Longer listens: Immigration protests and the legacy of Cesar Chavez


Salon Staff
March 28, 2006 11:44PM (UTC)

When more than half a million men and women marched on downtown Los Angeles last Saturday to protest new immigration legislation that calls for a security wall along the southern U.S. border and for illegal immigrants to be made felons, the chant of "Si se puede!" (Yes we can!) resounded (0:53, MP3) in the streets. (In these raw audio clips from the L.A. Independent Media Center you can also here chants of "Aqui estamos y no nos vamos," (1:01, MP3) "Unete pueblo" (0:48, MP3) and cars horns blowing (0:46, MP3) during the protest.) "Si se puede!" was the rallying cry of migrant labor organizer Cesar Chavez, who would have turned 79 this week. There can be little doubt that Chavez would have been among the demonstrators, who, by all accounts, kept to his commitment to nonviolence. In a smaller gathering the next day, several thousand farmworkers (many of whom were working during the Saturday protest) also marched in downtown Los Angeles to celebrate Chavez's life and work and to join in the protest against Wisconsin Rep. Sensenbrenner's proposed legislation.

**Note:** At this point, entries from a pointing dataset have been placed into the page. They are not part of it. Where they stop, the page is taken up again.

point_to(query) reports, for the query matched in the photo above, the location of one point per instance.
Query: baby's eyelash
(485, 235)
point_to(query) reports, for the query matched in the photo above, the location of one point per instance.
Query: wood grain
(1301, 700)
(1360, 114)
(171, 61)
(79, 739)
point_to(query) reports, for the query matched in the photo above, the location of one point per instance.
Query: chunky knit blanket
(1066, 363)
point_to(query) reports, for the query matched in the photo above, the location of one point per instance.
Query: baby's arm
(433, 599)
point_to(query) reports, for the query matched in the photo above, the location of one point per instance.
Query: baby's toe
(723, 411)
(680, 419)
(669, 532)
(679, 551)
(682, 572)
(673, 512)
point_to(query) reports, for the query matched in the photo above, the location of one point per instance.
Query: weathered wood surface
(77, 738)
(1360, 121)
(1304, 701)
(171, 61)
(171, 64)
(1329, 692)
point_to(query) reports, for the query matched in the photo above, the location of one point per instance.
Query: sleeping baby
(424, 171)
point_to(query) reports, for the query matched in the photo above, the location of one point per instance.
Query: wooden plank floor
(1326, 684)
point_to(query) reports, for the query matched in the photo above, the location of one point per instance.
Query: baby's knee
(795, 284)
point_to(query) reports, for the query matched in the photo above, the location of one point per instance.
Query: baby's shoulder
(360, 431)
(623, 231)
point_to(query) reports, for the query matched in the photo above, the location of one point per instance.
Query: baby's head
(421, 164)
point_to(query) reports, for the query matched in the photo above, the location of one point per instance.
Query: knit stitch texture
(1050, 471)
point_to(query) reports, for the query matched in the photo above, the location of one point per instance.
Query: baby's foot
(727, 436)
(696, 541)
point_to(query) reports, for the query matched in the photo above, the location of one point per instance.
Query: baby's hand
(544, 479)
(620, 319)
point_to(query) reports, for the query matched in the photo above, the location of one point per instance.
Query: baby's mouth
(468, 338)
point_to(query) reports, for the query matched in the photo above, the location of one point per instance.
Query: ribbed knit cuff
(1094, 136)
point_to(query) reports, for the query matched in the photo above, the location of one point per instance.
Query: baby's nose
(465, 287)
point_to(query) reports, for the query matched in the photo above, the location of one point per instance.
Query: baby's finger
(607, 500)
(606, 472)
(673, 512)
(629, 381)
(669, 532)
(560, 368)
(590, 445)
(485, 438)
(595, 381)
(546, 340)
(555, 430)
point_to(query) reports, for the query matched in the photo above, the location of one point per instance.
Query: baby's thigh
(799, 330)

In 1971, Chavez sat down with Studs Terkel in Chicago to discuss his childhood as a migrant worker. The interview, which is available at StudsTerkel.org, formed part of Terkel's "Hard Times: An Oral History of the Great Depression." In Part 1 (14:52, Real Audio), Chavez talks about moving to Yuma, Ariz., after his father was thrown off of his farm and then, after being forced off of that land, climbing into an old Chevy with his four siblings to go to California and pick apricots, walnuts, pears, prunes and, in the winter, peas, broccoli and carrots. "Although we had been poor," he says of the shift to a migratory life, "we knew every night that there was a bed there ... and it was a sort of settled life. We had chickens and hogs and eggs ... but that all of a sudden changed, and, well, when you're small you can't figure these things out except that you know something is not right and you don't like it."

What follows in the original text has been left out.